DEV Community

Jovan Chan
Jovan Chan

Posted on • Originally published at runaihome.com

MOSS-TTS in ComfyUI 2026: Zero-Shot Voice Cloning From a 10-Second Clip on Your RTX or Mac

This article was originally published on runaihome.com

TL;DR: MOSS-TTS clones a voice from a clean 3–10 second clip with no reference transcript, runs locally under Apache 2.0, and slots into ComfyUI through a custom-node pack. The Local 1.7B model fits in roughly 5GB of VRAM and is the only variant fast enough for iterative work; the Delay 8B wants ~18GB and trades speed for a little more expressiveness across its 31 languages.

MOSS-TTS Local 1.7B MOSS-TTS Delay 8B MOSS-TTS Nano 0.1B
Best for Day-to-day cloning on one GPU Maximum stability, long-form narration CPU-only / no-GPU machines
Hardware ~5 GB VRAM (RTX 3060 12GB and up) ~18 GB VRAM (RTX 3090 / 4090) Runs real-time on 4 CPU cores
The catch Slightly lower speaker similarity than 8B Slow enough that iteration hurts Lower fidelity, single-speaker focus

Honest take: Start with the Local 1.7B. It clones a voice convincingly in 5GB of VRAM, and unless you're producing hours of narration where the 8B's marginally higher stability matters, you'll never feel the difference.


What MOSS-TTS Actually Is

MOSS-TTS is an open-source speech generation family from MOSI.AI and the OpenMOSS team — the same group behind the MOSS large language models. The current release, MOSS-TTS v1.5, shipped May 26, 2026 under the Apache 2.0 license, which means you can use it commercially without the non-commercial restrictions that hobble a lot of "open" TTS models.

The headline feature is zero-shot voice cloning: you hand it a short audio clip of someone speaking, type the text you want, and it generates new speech in that voice. Critically — and unlike Qwen-TTS or many older cloning pipelines — MOSS-TTS does not require a transcript of the reference audio. You drop in a clip, you get the voice. That single difference removes the most error-prone step from the whole workflow.

v1.5 covers 31 languages (Chinese, English, French, German, Spanish, Japanese, Korean, Cantonese, Dutch, Hindi, Finnish, and more), follows punctuation-driven pauses more reliably than v1.0, and supports explicit inline pause markers for fine pacing control.

If you've already got ComfyUI running on Windows or in production on Linux, MOSS-TTS bolts on as a custom-node pack — no separate framework, no new server to babysit.


The Model Lineup (and Which One You Actually Want)

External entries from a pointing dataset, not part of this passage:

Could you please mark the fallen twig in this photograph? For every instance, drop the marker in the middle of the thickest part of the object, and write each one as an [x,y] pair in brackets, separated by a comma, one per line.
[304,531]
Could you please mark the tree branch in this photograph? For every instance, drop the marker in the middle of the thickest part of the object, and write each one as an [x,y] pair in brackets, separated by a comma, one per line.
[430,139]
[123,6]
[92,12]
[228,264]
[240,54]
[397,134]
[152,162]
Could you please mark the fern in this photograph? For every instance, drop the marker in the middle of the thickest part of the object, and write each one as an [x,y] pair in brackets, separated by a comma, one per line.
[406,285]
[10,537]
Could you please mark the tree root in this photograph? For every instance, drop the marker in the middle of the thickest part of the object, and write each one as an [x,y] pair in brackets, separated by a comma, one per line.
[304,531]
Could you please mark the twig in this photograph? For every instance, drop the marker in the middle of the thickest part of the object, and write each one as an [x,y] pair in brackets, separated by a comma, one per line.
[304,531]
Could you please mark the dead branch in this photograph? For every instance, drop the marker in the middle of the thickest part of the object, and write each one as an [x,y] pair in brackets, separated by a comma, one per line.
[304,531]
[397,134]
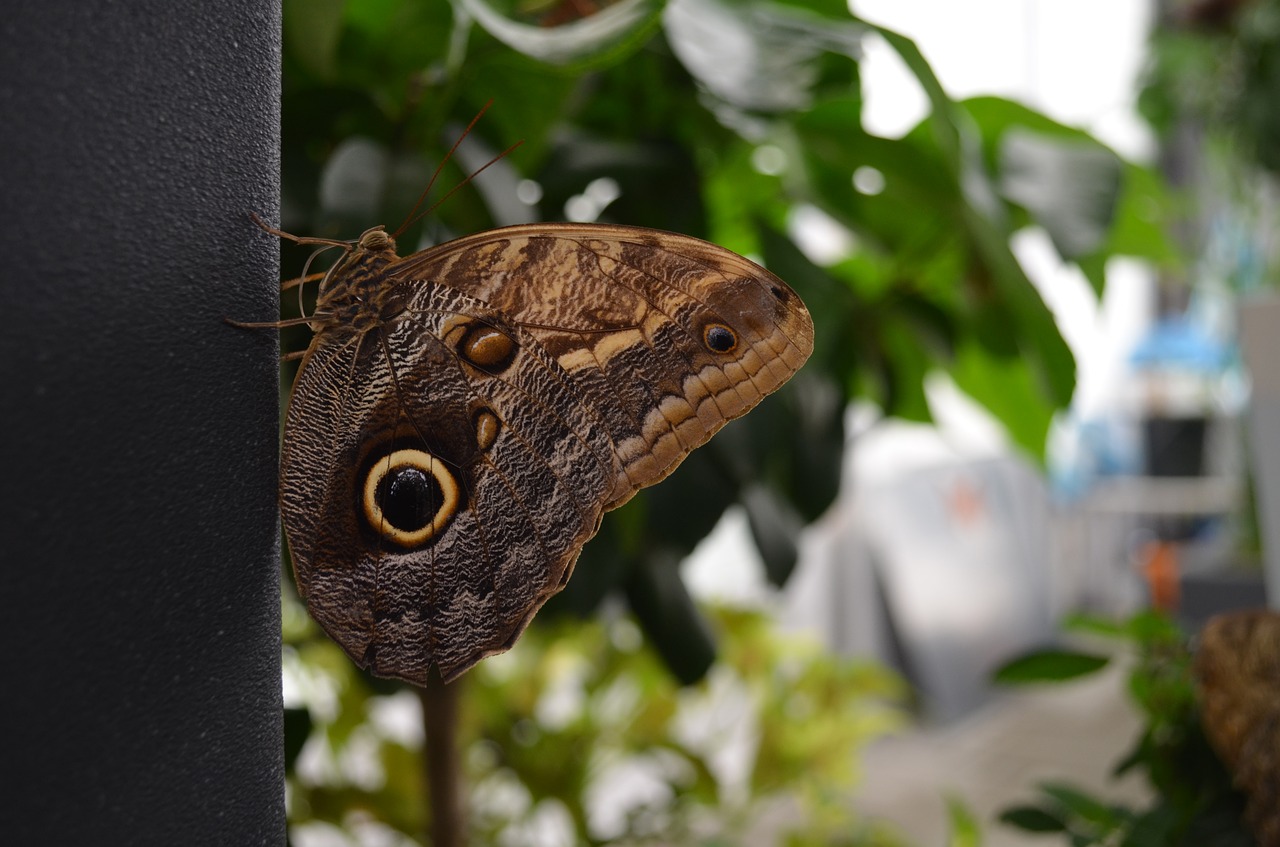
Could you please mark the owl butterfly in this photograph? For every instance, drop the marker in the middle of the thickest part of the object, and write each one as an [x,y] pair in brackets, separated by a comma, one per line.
[465,415]
[1238,682]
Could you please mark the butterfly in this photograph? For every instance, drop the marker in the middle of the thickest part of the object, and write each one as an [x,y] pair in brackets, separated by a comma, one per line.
[464,417]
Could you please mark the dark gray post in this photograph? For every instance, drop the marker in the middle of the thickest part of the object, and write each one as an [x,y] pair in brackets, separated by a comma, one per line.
[138,539]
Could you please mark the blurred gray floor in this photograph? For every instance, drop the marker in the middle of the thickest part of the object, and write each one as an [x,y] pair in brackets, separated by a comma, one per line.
[996,756]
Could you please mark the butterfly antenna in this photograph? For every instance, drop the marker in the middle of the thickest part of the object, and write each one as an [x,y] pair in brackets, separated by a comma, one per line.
[421,198]
[415,215]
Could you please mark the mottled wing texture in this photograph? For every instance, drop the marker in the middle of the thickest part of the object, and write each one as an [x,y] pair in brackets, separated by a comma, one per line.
[1238,681]
[624,311]
[535,376]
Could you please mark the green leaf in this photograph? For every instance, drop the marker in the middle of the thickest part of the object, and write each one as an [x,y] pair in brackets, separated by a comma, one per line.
[1084,806]
[1032,819]
[668,617]
[604,36]
[311,32]
[1008,388]
[775,529]
[1048,665]
[758,55]
[965,831]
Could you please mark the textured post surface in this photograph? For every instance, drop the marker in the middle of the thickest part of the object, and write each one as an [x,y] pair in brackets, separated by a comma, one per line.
[138,541]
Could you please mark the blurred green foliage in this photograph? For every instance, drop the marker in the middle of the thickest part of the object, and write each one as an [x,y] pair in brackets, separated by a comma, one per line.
[1217,64]
[736,120]
[1193,800]
[583,712]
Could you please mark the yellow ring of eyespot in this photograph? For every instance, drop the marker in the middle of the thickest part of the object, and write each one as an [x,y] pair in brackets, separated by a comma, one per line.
[426,463]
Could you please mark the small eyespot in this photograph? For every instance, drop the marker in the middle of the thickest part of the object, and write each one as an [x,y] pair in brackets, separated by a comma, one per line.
[487,426]
[410,497]
[487,347]
[720,338]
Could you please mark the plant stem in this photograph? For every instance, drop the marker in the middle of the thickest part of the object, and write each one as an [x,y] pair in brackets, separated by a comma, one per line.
[443,763]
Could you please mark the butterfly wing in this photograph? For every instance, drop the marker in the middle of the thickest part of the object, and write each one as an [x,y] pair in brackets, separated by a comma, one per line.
[667,337]
[443,467]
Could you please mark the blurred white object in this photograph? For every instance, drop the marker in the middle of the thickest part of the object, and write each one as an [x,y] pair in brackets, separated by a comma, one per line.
[944,571]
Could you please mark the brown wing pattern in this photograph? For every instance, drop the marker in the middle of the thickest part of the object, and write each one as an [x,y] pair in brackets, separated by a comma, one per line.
[465,416]
[624,311]
[1238,681]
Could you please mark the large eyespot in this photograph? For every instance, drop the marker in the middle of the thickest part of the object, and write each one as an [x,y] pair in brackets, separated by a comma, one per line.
[410,495]
[720,338]
[487,347]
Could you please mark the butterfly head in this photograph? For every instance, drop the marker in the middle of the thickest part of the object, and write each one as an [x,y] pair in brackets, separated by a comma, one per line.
[376,241]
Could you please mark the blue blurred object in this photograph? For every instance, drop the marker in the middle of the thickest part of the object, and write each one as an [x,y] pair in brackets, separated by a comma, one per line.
[1178,344]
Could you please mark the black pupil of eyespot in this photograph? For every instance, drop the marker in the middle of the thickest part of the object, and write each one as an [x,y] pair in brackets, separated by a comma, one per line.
[408,498]
[720,339]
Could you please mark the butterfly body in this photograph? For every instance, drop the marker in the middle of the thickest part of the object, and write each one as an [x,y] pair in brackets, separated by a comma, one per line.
[465,416]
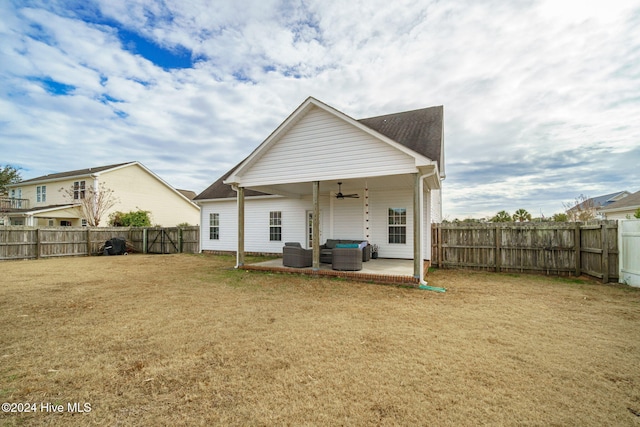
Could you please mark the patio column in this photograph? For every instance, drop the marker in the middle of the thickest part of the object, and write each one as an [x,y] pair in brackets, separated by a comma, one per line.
[240,252]
[315,231]
[417,227]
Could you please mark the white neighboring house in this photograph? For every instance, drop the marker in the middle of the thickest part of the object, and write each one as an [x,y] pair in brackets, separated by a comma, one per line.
[624,208]
[39,201]
[393,163]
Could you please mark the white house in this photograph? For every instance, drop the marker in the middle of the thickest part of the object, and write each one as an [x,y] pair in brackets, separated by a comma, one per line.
[41,201]
[375,179]
[624,208]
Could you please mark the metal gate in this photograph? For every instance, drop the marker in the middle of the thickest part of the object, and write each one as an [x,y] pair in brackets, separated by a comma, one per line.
[629,241]
[161,241]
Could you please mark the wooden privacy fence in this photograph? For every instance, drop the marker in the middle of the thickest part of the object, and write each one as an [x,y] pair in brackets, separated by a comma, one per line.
[546,248]
[29,242]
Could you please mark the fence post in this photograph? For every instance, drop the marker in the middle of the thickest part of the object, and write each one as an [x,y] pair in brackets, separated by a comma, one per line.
[577,248]
[498,231]
[144,240]
[605,254]
[37,243]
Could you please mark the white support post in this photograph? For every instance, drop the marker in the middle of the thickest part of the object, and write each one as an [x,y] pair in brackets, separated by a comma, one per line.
[240,252]
[417,227]
[315,232]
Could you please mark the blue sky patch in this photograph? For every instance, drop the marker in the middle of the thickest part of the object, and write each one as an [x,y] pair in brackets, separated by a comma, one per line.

The MOSS-TTS family is wider than just two models, and the ComfyUI node pack exposes most of it. Here's the practical breakdown with the VRAM figures the node author documents:

  • MOSS-TTS Local 1.7B — ~5 GB VRAM. The fast lane. The node documentation flatly states it's "the only model fast enough for practical iterative use on a single consumer GPU." This is your default.
  • MOSS-TTS Delay 8B — ~18 GB VRAM. The production-recommended model for long-form stability and the cleanest voice cloning. Needs a 24GB card to be comfortable.
  • MOSS-TTSD v1.0 (dialogue) — ~18 GB VRAM. Multi-speaker conversation generation — think two distinct voices in a podcast clip.
  • MOSS-VoiceGenerator (1.7B) — ~18 GB VRAM as packed. Designs a voice from a text description rather than a reference clip.
  • MOSS-SoundEffect v2.0 (1.3B DiT) — ~18 GB VRAM. Environmental sound effects, not speech.
  • MOSS-TTS-Nano (0.1B) — a CPU-first variant that does real-time generation on just 4 CPU cores, for machines with no usable GPU at all.

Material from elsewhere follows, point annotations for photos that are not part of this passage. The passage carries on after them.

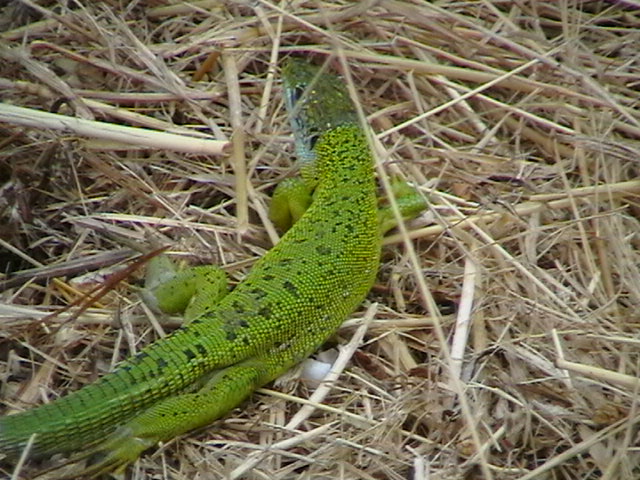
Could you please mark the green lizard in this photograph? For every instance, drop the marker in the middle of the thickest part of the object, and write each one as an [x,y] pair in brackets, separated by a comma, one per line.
[292,300]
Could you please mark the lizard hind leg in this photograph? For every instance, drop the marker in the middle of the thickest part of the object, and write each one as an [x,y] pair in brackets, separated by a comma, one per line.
[190,291]
[290,200]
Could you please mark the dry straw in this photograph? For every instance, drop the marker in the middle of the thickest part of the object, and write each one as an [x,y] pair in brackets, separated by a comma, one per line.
[501,338]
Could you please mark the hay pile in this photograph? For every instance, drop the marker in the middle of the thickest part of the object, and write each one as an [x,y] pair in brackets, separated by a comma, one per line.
[504,335]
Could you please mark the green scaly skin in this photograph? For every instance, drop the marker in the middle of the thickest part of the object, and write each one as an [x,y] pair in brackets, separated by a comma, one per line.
[293,299]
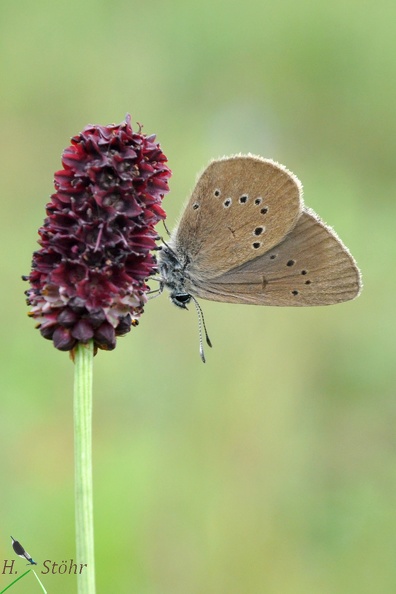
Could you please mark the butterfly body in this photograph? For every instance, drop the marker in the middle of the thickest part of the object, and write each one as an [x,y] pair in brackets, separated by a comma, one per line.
[245,236]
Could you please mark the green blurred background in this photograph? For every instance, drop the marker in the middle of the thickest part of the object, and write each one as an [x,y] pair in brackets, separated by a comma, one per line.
[271,469]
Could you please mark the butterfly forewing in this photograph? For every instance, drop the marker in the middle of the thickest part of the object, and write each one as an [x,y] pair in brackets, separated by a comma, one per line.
[310,266]
[241,207]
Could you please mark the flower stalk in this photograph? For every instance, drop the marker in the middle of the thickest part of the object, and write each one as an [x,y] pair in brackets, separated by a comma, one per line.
[83,361]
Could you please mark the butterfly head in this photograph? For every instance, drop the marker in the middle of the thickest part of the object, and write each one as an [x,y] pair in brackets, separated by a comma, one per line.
[173,276]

There's also a MOSS-TTS-Realtime (1.7B) streaming build aimed at voice agents, with a measured ~180ms time-to-first-byte after warm-up and a real-time factor (RTF) of 0.51 — meaning it generates audio roughly twice as fast as playback. That's the one to watch if you're wiring TTS into a live assistant rather than rendering files.

How good is the cloning, in numbers?

On the standard Seed-TTS-eval benchmark, the two main models land here:

Model EN word error rate EN speaker similarity ZH char error rate ZH speaker similarity
MOSS-TTS Local 1.7B 1.93% 73.28% 1.44% 79.62%
MOSS-TTS Delay 8B 1.84% 70.86% 1.37% 76.98%

Read that carefully: the 8B has a marginally lower error rate, but the Local 1.7B actually scores higher on speaker similarity (73.28% vs 70.86% in English). For voice-cloning specifically, the small model is not the compromise the parameter count suggests — it's arguably the better clone. That's the data point that should settle the "which model" debate for most home labs.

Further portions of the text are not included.